IngredientSubstituteNotes
Ground beef Half beef, half Italian sausage Deeper flavor, same method
Elbow macaroni Any short pasta Shells and rotini hold the sauce well
Soy sauce Worcestershire The same umami trick, different bottle
Cheddar finish Skip it Plenty of families never added cheese; both are authentic

Storage & Reheating

Refrigerate up to 4 days — goulash on day two, when the macaroni has fully settled into the sauce, is the version people are nostalgic for.

Freezes well up to 3 months; the pasta softens slightly but the dish absorbs it gracefully.

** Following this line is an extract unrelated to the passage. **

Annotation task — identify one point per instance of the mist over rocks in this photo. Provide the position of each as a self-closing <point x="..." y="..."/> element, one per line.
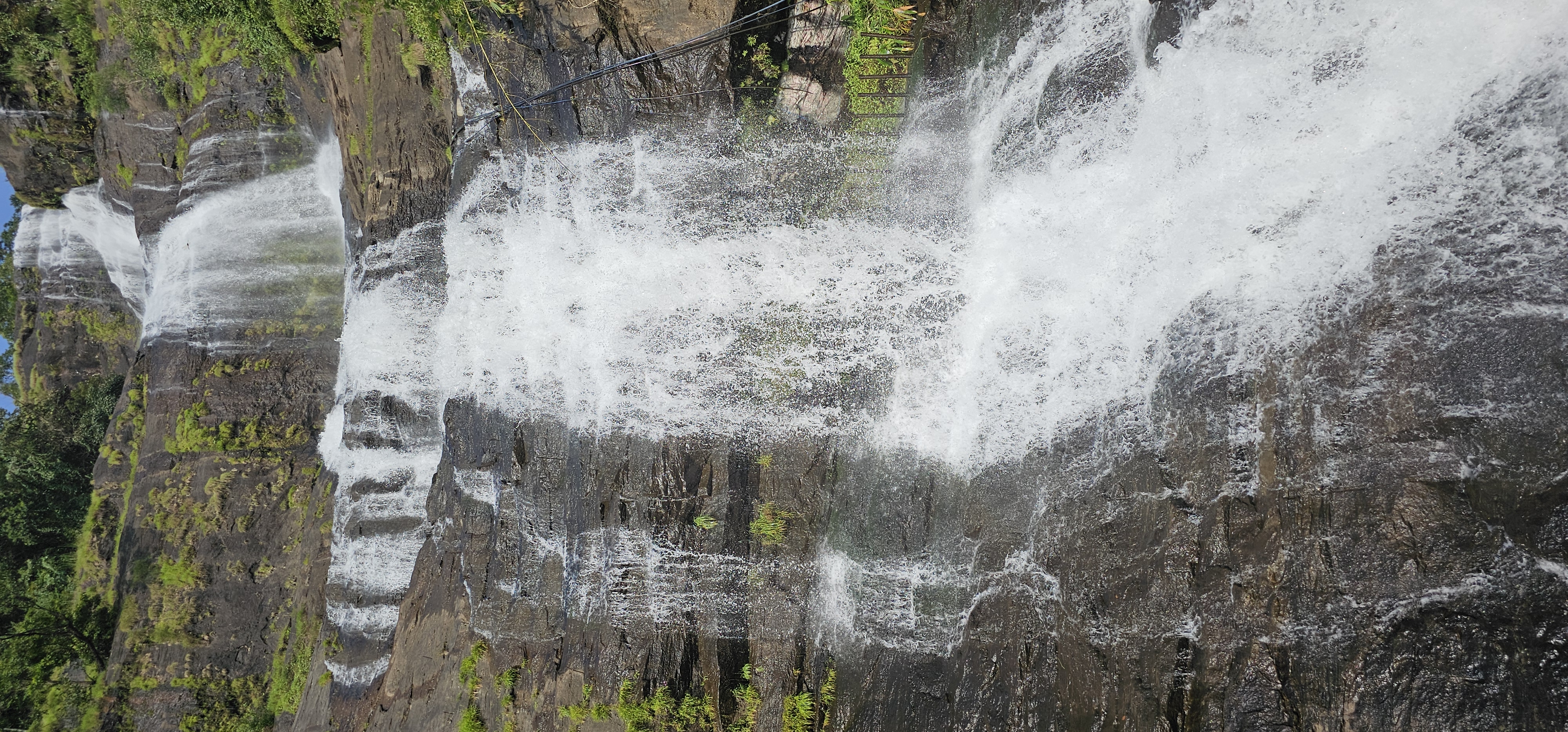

Thaw overnight and reheat with a splash of broth.

Frequently Asked Questions

Is this Hungarian goulash?
No — Hungarian gulyás is a paprika beef stew. American goulash is its own Depression-era invention: ground beef, macaroni, tomatoes, one pot. Both are great; this is the macaroni one.
Why is my goulash soupy?
It needed the 5-minute rest — the pasta keeps absorbing off the heat. Still loose? Simmer uncovered a few minutes; the starch will catch up.
What does soy sauce do in goulash?
Pure umami depth — it reads as “simmered all day,” not as soy. Grandma's version used Worcestershire or Gravy Master for the same reason.
Can I make it in advance for a crowd?
It's a potluck native: make it the day before, reheat gently with broth, and it holds on WARM for hours.